The roles reverse for the more demanding Entertainment test. Here, even Boot Camp only hits an average of 3 hours and 25 minutes, while Fusion 8 takes second place with an average running time of 2 hours and 46 minutes, about 12 percent longer than Parallels 11.
As for VirtualBox, you shouldn’t expect to get much more than a partial afternoon’s work done, even in lightweight “productivity” scenarios, with the VirtualBox VM only hitting 3 hours and 7 minutes at best. When you add more complexity from the Entertainment test, you’re down to just 1 hour and 44 minutes.
Parallels 11 Travel Mode
One of the new features in Parallels 11 is “Travel Mode,” an option that takes over Windows’ power management settings and can automatically pause or disable resource intensive services and processes in order to reduce energy usage and extend battery life. When we set out to conduct the tests in the first chart above, we naturally enabled travel mode for our Parallels VM, as we generally want to run our tests under conditions that take advantage of each app’s unique features and settings. But when the initial results came in, we found the battery life achieved by Parallels to be surprisingly, even suspiciously, low.

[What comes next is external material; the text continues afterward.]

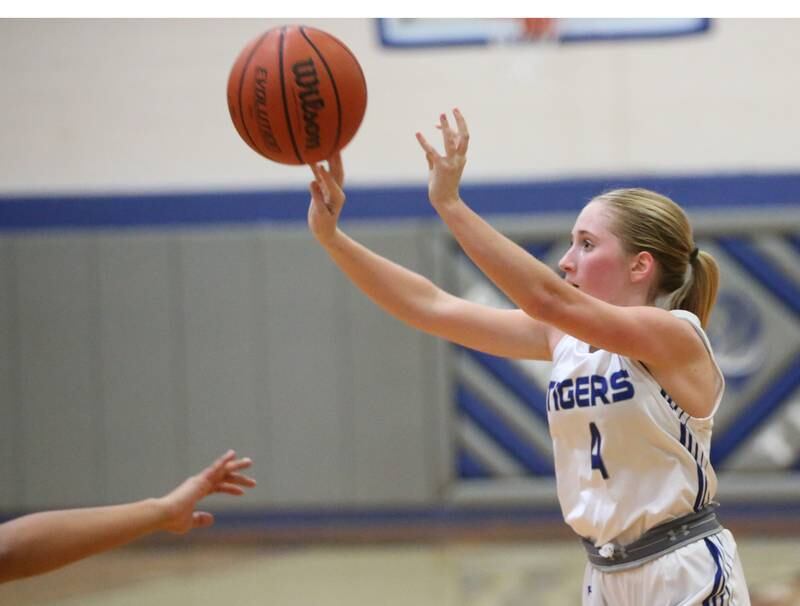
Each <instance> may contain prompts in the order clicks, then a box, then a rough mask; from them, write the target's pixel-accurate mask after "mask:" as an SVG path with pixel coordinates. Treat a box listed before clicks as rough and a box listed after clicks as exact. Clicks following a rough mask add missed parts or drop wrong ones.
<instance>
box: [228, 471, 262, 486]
mask: <svg viewBox="0 0 800 606" xmlns="http://www.w3.org/2000/svg"><path fill="white" fill-rule="evenodd" d="M225 481H226V482H229V483H231V484H237V485H239V486H247V487H249V488H253V487H254V486H255V485H256V481H255V480H254V479H253V478H251V477H250V476H246V475H244V474H241V473H229V474H228V475H226V476H225Z"/></svg>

As part of our troubleshooting process to figure out exactly what was going on, we eventually tried a test without Travel Mode and, a few hours later, received a more expected result like those recorded for Parallels in the first chart. Some additional testing led us to the conclusion that Parallels’ Travel Mode really shouldn’t be enabled if you’re actively trying to use your virtual machine. It seems that our battery life benchmark tests, like any running application, were constantly calling on Windows to deliver power and performance, and Parallels Travel Mode was constantly fighting that request, causing an inefficient ramping up and down of resources that actually drained the battery much quicker and resulted in slow performance from our benchmark apps (e.g., word processor windows were slow to resize, the gaming part of the benchmark ran at single-digit frame rates).
So what’s Travel Mode for, then? Well, as we continued to experiment with this issue over the past few days, we discovered that Travel Mode really can come in handy, but only when your Windows VM is in an idle state. We accidentally discovered this when one of our benchmark runs crashed at the start of the benchmark, but after we had left the room, resulting in a “test” that was nothing more than Automator writing a timestamp every 30 seconds. We returned the next morning to find a timestamp-calculated result indicating significantly better performance than any other test. After a few more runs to verify this, we concluded that the key to Travel Mode is not to fight it, and that you shouldn’t use it at all if you’re running anything in Windows other than possibly a simple text editor.
Following that advice gives us the much more interesting results, with all systems tested in the same “idle” mode:
That’s right, when your VM and Mac are both in an idle state, Parallels 11 in Travel Mode gets even better battery life than native Boot Camp (likely owing to the aforementioned energy efficiency advantages of OS X over Windows, and remembering that while in Travel Mode, the Parallels VM is just like any other energy efficient OS X app). The bad news? Your VM and Mac are in an idle state.
It’s true that you want your virtual machine to be as energy efficient as possible, especially when it’s not in use, and that may have been Parallels’ motivation for introducing this feature. But if your VM is going to be idle long enough for Travel Mode to make a difference (and, remember, it has to be completely idle, without even moderately-intensive applications running), you might as well just suspend the VM, something that Parallels is pretty good at, to preserve battery life even further. In short, Travel Mode works great in this idle testing scenario (that’s a 20 percent improvement over Parallels 11 without Travel Mode enabled), but we honestly have no idea who will find this feature useful in its current state.